Original, constructive proof of Hilbert’s Basis Theorem.

ayushkhaitan3437October 4, 2014November 30, 2016Uncategorized

Edit: After reading proofs of this theorem, it seems to me that this is similar in spirit to an already established proof (Proof 2 on ProofWiki, for instance).

This is a constructive proof of Hilbert’s Basis Theorem.

Hilbert’s Basis Theorem says that if $R$ is a Noetherian ring (every ideal has a finite number of generators), then so is the polynomial ring $R[x]$ .

Let $I\subset R[x]$ be an ideal. It contains polynomials and constants. Let us take the set of all leading coefficients of the polynomials in $I$ , and call it $S$ . This is clearly an ideal!

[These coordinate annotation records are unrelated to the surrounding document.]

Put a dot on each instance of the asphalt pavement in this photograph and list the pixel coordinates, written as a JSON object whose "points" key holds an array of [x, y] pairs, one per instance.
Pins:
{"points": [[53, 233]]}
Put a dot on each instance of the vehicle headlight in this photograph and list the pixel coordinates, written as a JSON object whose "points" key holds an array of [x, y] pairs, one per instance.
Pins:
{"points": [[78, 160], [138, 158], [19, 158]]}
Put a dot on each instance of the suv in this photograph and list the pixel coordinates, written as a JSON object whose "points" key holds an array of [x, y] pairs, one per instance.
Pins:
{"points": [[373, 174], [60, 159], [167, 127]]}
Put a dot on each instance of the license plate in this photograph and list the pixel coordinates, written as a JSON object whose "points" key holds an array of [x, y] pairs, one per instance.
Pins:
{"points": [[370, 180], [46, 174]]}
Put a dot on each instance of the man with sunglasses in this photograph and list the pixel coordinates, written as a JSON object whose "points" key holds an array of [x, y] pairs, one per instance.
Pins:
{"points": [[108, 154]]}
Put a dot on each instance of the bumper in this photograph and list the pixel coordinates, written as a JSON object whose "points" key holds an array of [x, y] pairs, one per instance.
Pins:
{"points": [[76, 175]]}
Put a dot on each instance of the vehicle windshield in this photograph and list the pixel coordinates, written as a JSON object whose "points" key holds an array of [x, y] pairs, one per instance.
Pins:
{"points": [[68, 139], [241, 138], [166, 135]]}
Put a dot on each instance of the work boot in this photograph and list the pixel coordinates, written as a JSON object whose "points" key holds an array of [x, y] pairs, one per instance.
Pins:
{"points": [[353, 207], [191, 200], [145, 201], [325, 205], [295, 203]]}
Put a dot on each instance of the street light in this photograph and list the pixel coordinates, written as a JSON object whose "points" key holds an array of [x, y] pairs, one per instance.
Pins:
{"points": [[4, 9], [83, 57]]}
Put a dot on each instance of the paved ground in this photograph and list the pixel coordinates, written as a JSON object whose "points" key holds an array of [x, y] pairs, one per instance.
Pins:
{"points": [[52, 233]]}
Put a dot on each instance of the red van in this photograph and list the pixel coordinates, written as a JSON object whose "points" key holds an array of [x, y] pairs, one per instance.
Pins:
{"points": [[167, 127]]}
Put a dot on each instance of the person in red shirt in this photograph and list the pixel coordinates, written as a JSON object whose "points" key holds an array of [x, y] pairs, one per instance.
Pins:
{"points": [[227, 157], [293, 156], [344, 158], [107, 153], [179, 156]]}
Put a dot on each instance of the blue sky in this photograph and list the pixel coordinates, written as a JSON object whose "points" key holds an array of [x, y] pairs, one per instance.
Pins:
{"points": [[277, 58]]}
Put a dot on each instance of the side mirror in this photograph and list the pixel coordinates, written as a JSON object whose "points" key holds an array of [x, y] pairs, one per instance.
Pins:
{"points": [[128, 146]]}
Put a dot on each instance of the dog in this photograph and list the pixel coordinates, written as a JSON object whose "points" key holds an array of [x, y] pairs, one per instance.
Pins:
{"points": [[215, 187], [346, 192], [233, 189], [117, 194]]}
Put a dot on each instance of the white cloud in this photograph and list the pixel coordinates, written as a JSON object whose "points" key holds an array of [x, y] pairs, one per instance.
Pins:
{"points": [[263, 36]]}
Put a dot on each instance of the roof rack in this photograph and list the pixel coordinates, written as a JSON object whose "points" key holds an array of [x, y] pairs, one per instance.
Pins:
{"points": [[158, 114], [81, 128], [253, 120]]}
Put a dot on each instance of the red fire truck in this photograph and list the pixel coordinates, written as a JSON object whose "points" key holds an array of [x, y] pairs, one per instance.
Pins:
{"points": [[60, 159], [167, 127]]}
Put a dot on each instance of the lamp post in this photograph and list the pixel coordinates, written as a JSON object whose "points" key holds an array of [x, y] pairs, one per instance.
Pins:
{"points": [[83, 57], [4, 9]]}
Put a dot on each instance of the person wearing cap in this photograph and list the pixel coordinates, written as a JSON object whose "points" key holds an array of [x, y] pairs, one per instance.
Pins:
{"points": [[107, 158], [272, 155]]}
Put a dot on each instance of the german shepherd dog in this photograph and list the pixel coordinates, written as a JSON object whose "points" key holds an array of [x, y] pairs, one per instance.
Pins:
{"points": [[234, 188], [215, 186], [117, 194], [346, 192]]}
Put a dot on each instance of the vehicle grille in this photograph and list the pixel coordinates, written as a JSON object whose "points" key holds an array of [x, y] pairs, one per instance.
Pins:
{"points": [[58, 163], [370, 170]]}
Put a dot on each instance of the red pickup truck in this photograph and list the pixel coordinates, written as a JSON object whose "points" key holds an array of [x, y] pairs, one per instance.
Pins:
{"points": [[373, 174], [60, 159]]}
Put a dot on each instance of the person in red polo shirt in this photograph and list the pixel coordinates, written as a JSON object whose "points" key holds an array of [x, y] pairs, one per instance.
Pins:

Hence, $S=(s_1,s_2,\dots,s_n)$ . There are polynomials of the form $s_1x^{k_1}+\dots, s_2x^{k_2}+\dots,s_nx^{k_n}+\dots$ in $I$ .

Let $i$ be $\sup\{k_1,k_2,\dots,k_n\}$ .

Now take the set $A=\{0,1,2,\dots i\}$ . The **leading coefficients** of polynomials of degree $j$ for each $j\in A$ , $\cup \{0\}$ , form an ideal. Hence, there must be a finite number of generators for the ideal containing leading coefficients of polynomials of degree $j$ .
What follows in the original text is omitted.